"All changes, even the most longed for, have their melancholy; for what we leave behind us is a part of ourselves; we must die to one life before we can enter another." ~ Anatole France

Sunday, December 17, 2006

Edtv (1999)

Reality Show Ideas

I don’t watch reality shows. I mean I have occasionally seen one or two of them. Maybe a snippet here or there when my roommates are watching one or a girl I’m seeing has it on. But I don’t really like them and find most of the ones I’ve seen to be geared towards allowing you to come home after a hard days work and watch other people suffer.

Choosing to spend my free time watching others be put through all manner of humiliation just seems so sadistic to me. I’d rather watch Bruce Willis blow up some bad guys or Tina Fey do … well, I’d watch Tina Fey do just about anything really.

My point is that Reality Television (which isn’t all that real when you think about how often the contestants are steered to fill roles that the producers need filled by the hacks in the editing room) isn’t any good.

But maybe there would be some reality shows you could talk me into watching.

- Live From Hedonism III: Just install hidden cameras in a bunch of hotel rooms, bars, beach cabanas, and pools. And once a week edit together the best bits. Put it on Cinemax or Showtime late at night and watch the ratings go through the roof.

- Save a Reality Star: Take people who have turned being on reality shows into a career and enroll them in a technical college. The “winner” is the one who graduates and gets a real fucking job.

- Alliance: Start with a group of fifty contestants and put them in a barren and unimaginable location (maybe a Strip Club that cares about their employees or a Green Party Campaign Headquarters in Alabama). The contestant that forms the fewest alliances wins the event. Because we all know that alliances never work and you always get stabbed in the back.

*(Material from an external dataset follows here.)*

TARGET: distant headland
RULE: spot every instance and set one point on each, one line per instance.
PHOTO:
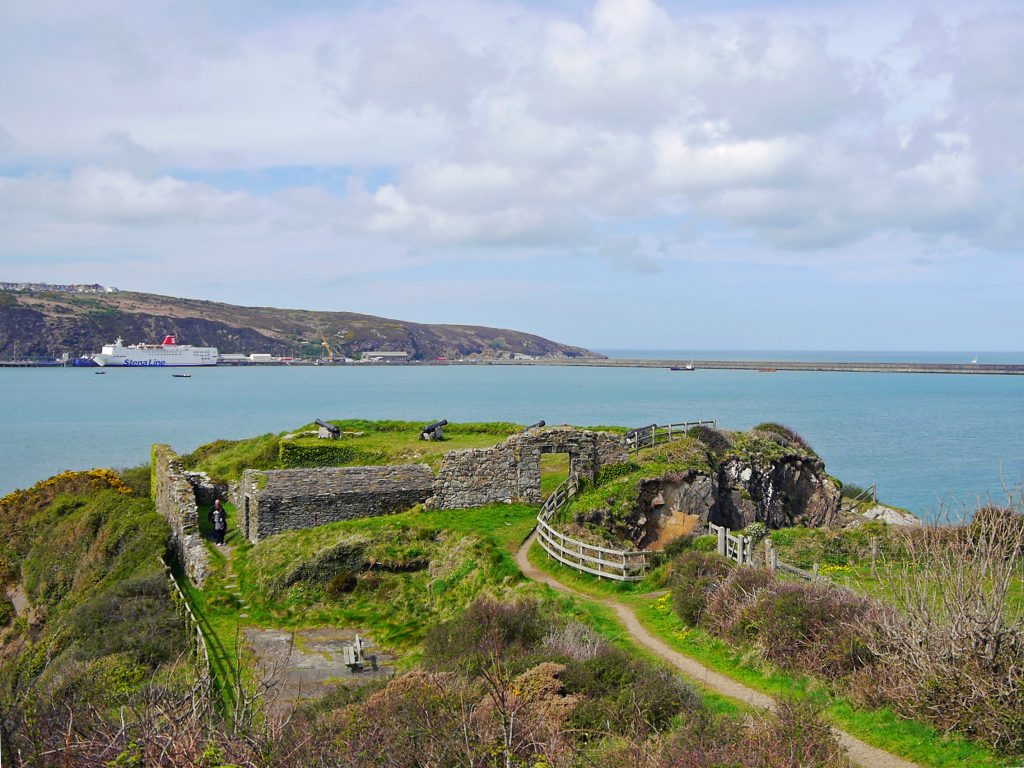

- General Electric Presents NBC’s “Product Placement Overload” brought to you by Budweiser - The King of Beers in association with The Gap: Six contestants are moved into a Keller Williams Home where they each are given their own personal product to push. The contestant that manages to get the most air time for their product without ever uttering the name of the product is crowned the winner. The early favorite for winner this season is the nice young girl selected to shill for Victoria’s Secret. Although many in the industry see a real push during sweeps for the shy young girl who received Dove’s All Moisturizing Body Wash as her product.

- Stuck in a Room with Carrot Top: Twelve people in a room with Carrot Top. The last one standing wins ear plugs and an eye mask to help make it stop. The beauty of this concept is each week you can change the “star” to whoever’s available. Clay Aiken, Rosie O’Donnell, the “Can You Hear Me Now” Guy … it can go on forever.

- Blatant Racism: Five minorities and one white guy travel across country in a bus to see who can be the worst stereotype for their race. The winner is awarded a brand new car. Unless it’s the Asian guy, because we all know he’ll just end up wrecking it.

- Whore!: Ten young women live together in Miami Beach and spend their nights out on the prowl for men. The winner is the lady who gets the most confirmed “scores” all the while they talk behind each others backs about how slutty the other girls are.

- Stud!: Same idea as the one above with the only difference that the genders have been reversed. Well that and viewers don’t seem to mind the fact that the guys sleep around more than the women and they’re more likely to help each other “score” with women. Oh, and the ratings aren’t as good.

- America’s Least Talented: Whoever can show up and display the very least amount of talent and still somehow find an audience with mainstream America is the winner. Celebrity Hosts this year are - Paris Hilton, Kevin Federline, Artie Lang, and Jewel (but mainly the part of her that writes poetry).

- Let’s Hunt Down & Kill Billy Ray Cyrus: God bless you Bill Hicks. It’s still a brilliant idea who’s time has come. And next season we’ll work on Ryan Seacrest.